Umumnya, gula pereduksi yang didapatkan berhubungan erat dengan aktivitas
enzim. Semakin tinggi aktivitas enzim, maka semakin tinggi pula jumlah gula
pereduksi yang dihasilkan (Kanti, 2005).
Uji Nelson Somogyi merupakan uji yang digunakan untuk menentukan
gula reduksi total dalam suatu medium tertentu. Penentuan gula reduksi pada
metode Nelson Somogyi menggunakan sifat mereduksi yang berasal dari
berbagai jenis karbohidrat. Penentuan gula reduksi dengan metode ini
didasarkan pada absorbansi di 500 nm yang berupa kompleks berwarna yang
berasal dari gula teroksidasi tembaga dan arsenomolibdat (Rohman, 2013).
Secara spesifik, metode ini digunakan dalam penetapan kadar gula pereduksi
pada sampel yang mempunyai senyawa gula campuran di dalamnya
(Al-Kayyis dan Hari, 2016). Prinsip dari metode Nelson-Somogyi adalah
mengoksidasi glukosa dengan reagen Nelson dan membentuk kompleks
molybdenum berwarna biru kehijauan setelah ditambahkan reagen
arsenmolibdat, sehingga dapat diukur absorbansinya menggunakan
spektrofotometri UV-Vis sebagai indikator penurunan kadar glukosa
(Razak et al., 2012). Menurut Asih et al. (2018), penentuan kadar gula reduksi
menggunakan metode Nelson Somogyi diawali dengan pembuatan larutan
standar glukosa dengan konsentrasi tertentu. Selanjutnya, dilakukan pemanasan
larutan standar dengan suhu 100℃ selama 20 menit dan pendinginan hingga
suhu 25℃. Setelah dingin, dilakukan penambahan reagen Nelson dan reagen
arsenomolibdat dan diaduk. Kemudian, dilakukan penginkubasian larutan
selama 30 menit sampai 1 jam. Pengukuran absorbansi dilakukan pada panjang
gelombang 540 nm menggunakan spektrofotometer UV-Vis dengan panjang
gelombang tertentu. Kelebihan metode Nelson Somogy adalah memiliki
kepekaan yang lebih tinggi dibandingkan dengan metode lainnya. Selain itu,
metode ini juga lebih mempunyai nilai validasi karena ketelitiannya tinggi dalam
hasil uji, terbukti dari nilai slope-nya. Pada metode Nelson Somogyi, gula-gula
non pereduksi lain yang terdapat di dalam sampel tidak akan mempengaruhi
reaksi yang terjadi. Alasannya adalah karena reaksi yang terjadi antara reagen
Cu alkalis (Cu) spesifik dengan gula pereduksi menjadi (Cu2+) (endapan merah
bata).

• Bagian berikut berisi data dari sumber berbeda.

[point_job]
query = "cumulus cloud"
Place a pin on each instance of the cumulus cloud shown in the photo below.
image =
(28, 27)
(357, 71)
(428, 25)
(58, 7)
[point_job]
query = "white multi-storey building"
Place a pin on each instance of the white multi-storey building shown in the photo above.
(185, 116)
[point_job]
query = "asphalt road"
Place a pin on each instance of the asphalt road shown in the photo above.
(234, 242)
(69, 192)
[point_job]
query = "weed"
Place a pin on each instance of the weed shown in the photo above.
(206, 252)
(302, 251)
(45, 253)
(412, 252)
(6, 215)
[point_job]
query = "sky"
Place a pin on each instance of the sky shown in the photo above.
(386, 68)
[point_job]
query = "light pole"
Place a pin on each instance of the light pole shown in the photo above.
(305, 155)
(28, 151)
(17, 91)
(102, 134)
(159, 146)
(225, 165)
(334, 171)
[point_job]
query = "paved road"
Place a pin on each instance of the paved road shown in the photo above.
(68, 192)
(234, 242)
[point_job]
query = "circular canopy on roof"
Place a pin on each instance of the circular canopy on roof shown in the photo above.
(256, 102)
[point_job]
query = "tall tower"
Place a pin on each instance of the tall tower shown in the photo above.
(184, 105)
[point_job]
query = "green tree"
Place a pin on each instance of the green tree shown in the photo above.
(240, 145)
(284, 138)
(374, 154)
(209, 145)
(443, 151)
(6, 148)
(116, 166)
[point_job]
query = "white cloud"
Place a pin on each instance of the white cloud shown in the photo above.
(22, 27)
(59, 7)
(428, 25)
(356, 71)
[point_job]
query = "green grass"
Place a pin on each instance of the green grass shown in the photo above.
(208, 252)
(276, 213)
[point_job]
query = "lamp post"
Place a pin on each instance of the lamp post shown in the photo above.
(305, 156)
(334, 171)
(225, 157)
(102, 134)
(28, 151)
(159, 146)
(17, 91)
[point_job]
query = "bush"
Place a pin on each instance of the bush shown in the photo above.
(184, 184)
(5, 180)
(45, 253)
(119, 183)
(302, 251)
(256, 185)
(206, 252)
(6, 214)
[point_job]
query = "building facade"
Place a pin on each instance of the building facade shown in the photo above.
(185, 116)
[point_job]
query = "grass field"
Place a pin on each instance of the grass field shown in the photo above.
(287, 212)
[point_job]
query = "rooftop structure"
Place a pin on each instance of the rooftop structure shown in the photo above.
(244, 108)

Ketika diberikan tambahan arsenomolibdat, endapan tersebut akan larut
dan membentuk kompleks dengan warna biru kehijauan (Cu+ dapat diubah
kembali menjadi Cu2+) (Al-kayyis dan Susanti, 2016). Kekurangan metode
Nelson Somogy adalah mempunyai perlakuan analisis yang lama dan lebih
rumit, serta tingkat bahaya racunnya lebih tinggi jika dibandingkan dengan
metode lainnya (Muawanah, 2006).
Penambahan reagen Nelson berfungsi untuk mereduksi kupri oksida
menjadi kupro oksida dimana K-Na-tartrat yang terkandung dalam reagen
Nelson berperan sebagai pencegah terjadinya pengendapan kupri oksida
(Anggraini, 2019). Kemudian, penambahan reagen arsenomolibdat berguna
untuk melarutkan kupro oksida supaya terbentuk larutan molibdenum berwarna
biru. Warna biru kehijauan dapat diukur serapannya menggunakan
spektrofotometri UV-Vis (Vifta dan Yustisia, 2018). Warna biru yang dihasilkan
menunjukkan ukuran konsentrasi yang terdapat di dalam sampel. Konsentrasi
dapat ditentukan menggunakan perbandingan antara nilai absorbansi larutan
sampel dengan nilai absorbansi larutan standar (Obed et al., 2015). Intensitas
warna biru yang dihasilkan ekivalen dengan jumlah gula reduksi pada sampel
(Sudarmadji et al., 1997).
Pada analisis, dibutuhkan peran kurva standar sebagai acuan untuk
menentukan konsentrasi. Kurva standar adalah suatu kurva yang terbuat dari
sederetan larutan standar yang terdapat pada batas linieritas. Larutan glukosa
bermanfaat untuk mengetahui hubungan antara konsentrasi larutan dengan nilai
absorbansi pada larutan, sehingga dapat diketahui konsentrasi pada sampel
(Day dan Underwood, 2002). Pembuatan kurva ditujukan untuk mencari
persamaan regresi linear sehingga dapat digunakan untuk mencari kadar bahan
yang nilai absorbansinya telah diukur (Moosavi dan Sussan, 2017).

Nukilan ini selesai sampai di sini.